A single langchain orchestrator (create_deep_agent) with one tool — submit_review. The orchestrator explores via a FilesystemBackend and submits its synthesized result by calling submit_review once. There is no per-prompt subagent fan-out.

complete(output_schema=…)
submit_tool, captured = _make_submit_tool(output_schema) ← args_schema = output_schema
backend = FilesystemBackend(root_dir=settings.context.project_dir)
agent = create_deep_agent(
model=settings.llm.model_string,
tools=[submit_tool],
system_prompt=system_prompt + _SUBMIT_INSTRUCTIONS,
backend=backend,
)
agent.invoke({messages: [HumanMessage(user_message)]},
config={callbacks: [_TokenCounter()]})
┌──────────────────────────────────────────────────────┐
│ Orchestrator LLM │
│ │
│ Step 1: Read the inlined context + explore repo │
│ (read_file, ls, grep, glob via backend) │
│ │
│ Step 2: Synthesize, dedup, prioritize │
│ │
│ Step 3: submit_review(**fields) ← exactly once │
│ │ │
│ ▼ │
│ output_schema(**fields) → captured[0] │
└──────────────────────────────────────────────────────┘
LLMResult(output=captured[0],
usage=Usage(input, output, total)) ← from _TokenCounter

The runbook assembles system_prompt and user_message (context inlined, since file_access = False).
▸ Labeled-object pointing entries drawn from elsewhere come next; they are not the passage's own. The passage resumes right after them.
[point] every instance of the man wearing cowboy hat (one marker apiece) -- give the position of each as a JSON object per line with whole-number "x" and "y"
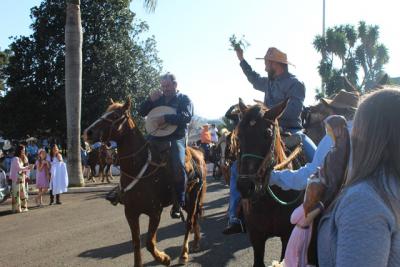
{"x": 344, "y": 104}
{"x": 183, "y": 112}
{"x": 279, "y": 86}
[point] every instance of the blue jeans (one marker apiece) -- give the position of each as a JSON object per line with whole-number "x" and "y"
{"x": 178, "y": 167}
{"x": 308, "y": 145}
{"x": 234, "y": 195}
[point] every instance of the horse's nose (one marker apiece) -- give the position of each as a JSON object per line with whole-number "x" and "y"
{"x": 87, "y": 134}
{"x": 245, "y": 186}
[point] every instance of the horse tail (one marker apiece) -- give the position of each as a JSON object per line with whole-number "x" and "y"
{"x": 198, "y": 157}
The harness appends _SUBMIT_INSTRUCTIONS to the system prompt — telling the orchestrator to explore and then call submit_review exactly once — and passes the user message as a single HumanMessage. One orchestrator, one submit call.
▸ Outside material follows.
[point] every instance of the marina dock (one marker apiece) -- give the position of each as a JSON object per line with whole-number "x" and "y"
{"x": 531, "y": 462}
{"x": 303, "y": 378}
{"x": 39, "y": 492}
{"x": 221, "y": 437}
A LangChain StructuredTool whose args_schema is the requested output_schema:

def _make_submit_tool(output_schema: type[BaseModel]):
captured: list[BaseModel] = []
def submit_review(**kwargs) -> str:
obj = output_schema(**kwargs)
captured.append(obj)
return "Result submitted."
tool = StructuredTool.from_function(
func=submit_review,
name="submit_review",
args_schema=output_schema,
handle_validation_error=True,
)
return tool, captured
  • The LLM sees the full schema with its constraints (for code review: severity, category, recommendation enums)
  • handle_validation_error=True — validation errors are returned as a ToolMessage and the LLM retries
  • If submit_review is never called: RuntimeError — the review fails

Provided by FilesystemBackend(root_dir=settings.context.project_dir):

ToolDescription
read_file(path)Read file content
ls(path)List directory
grep(pattern, path)Regex search
glob(pattern)File pattern matching

The orchestrator decides autonomously which files to read — it can explore beyond the inlined context.
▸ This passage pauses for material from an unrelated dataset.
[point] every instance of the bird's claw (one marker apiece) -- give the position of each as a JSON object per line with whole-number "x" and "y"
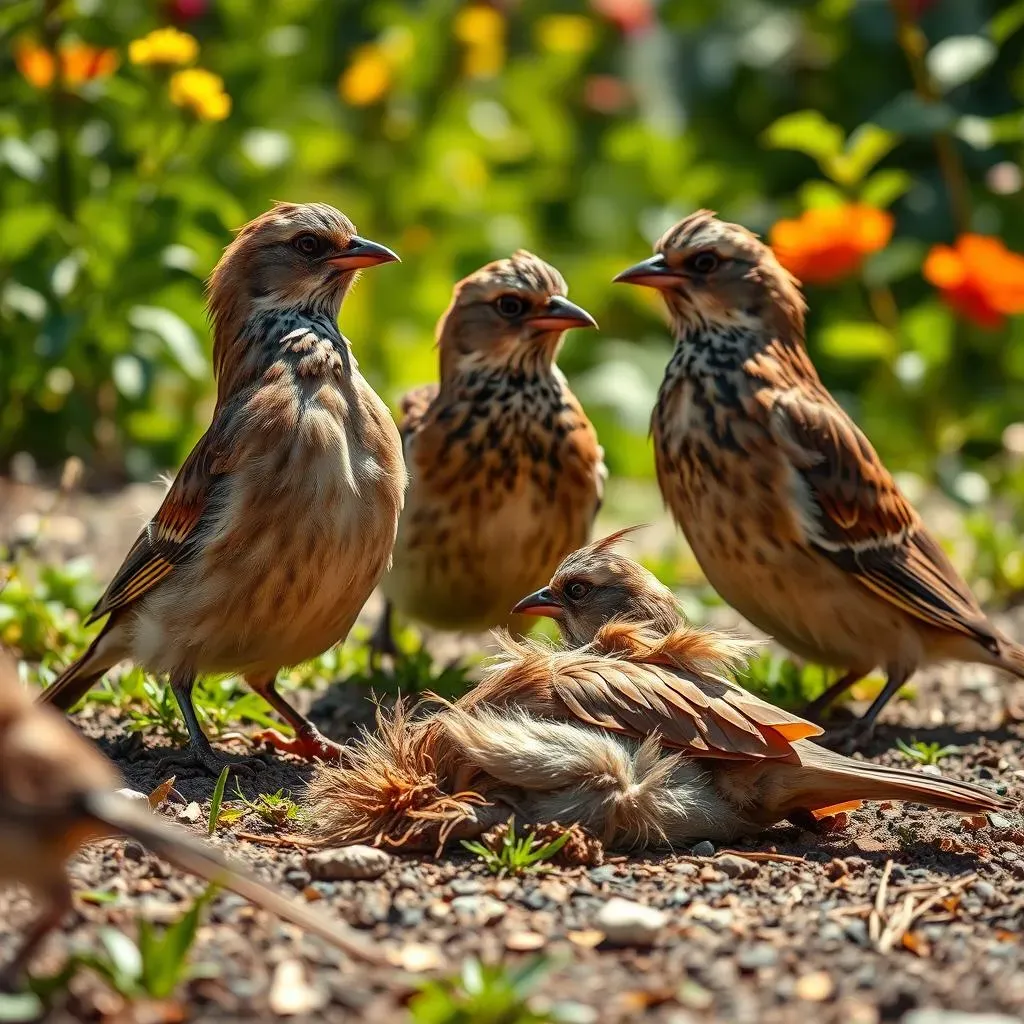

Via a LangChain BaseCallbackHandler (_TokenCounter) wired in as a callback on agent.invoke(). It sums input/output tokens across every LLM call and the harness returns them as a Usage:

class _TokenCounter(BaseCallbackHandler):
input_tokens: int = 0
output_tokens: int = 0
def on_llm_end(self, response: LangchainLLMResult, **kwargs):
# Prefer message.usage_metadata (newer langchain)
# Fallback to generation_info.token_usage (older langchain)
SituationBehavior
submit_review not calledRuntimeError — no result produced (tokens wasted)
Multiple submit_review callsUses first captured result, logs warning
LLM API errorException propagates to the runner
Infinite tool loopNo built-in limit (risk)
Token budget exceededNo limit (risk)
ProsCons
LLM orchestrator — flexible workflowHighest token usage of the harnesses
File exploration — reads only what’s neededNo max_iterations (could loop)
submit_review args_schema = output_schema4 heavy dependencies
Can adapt strategy per runUnpredictable execution time
submit_review with validation retryLeast predictable cost

[!WARNING] DeepAgents is the least reliable harness. The orchestrator sometimes skips submit_review, especially with sparse prompts or large diffs. Use pydantic for production.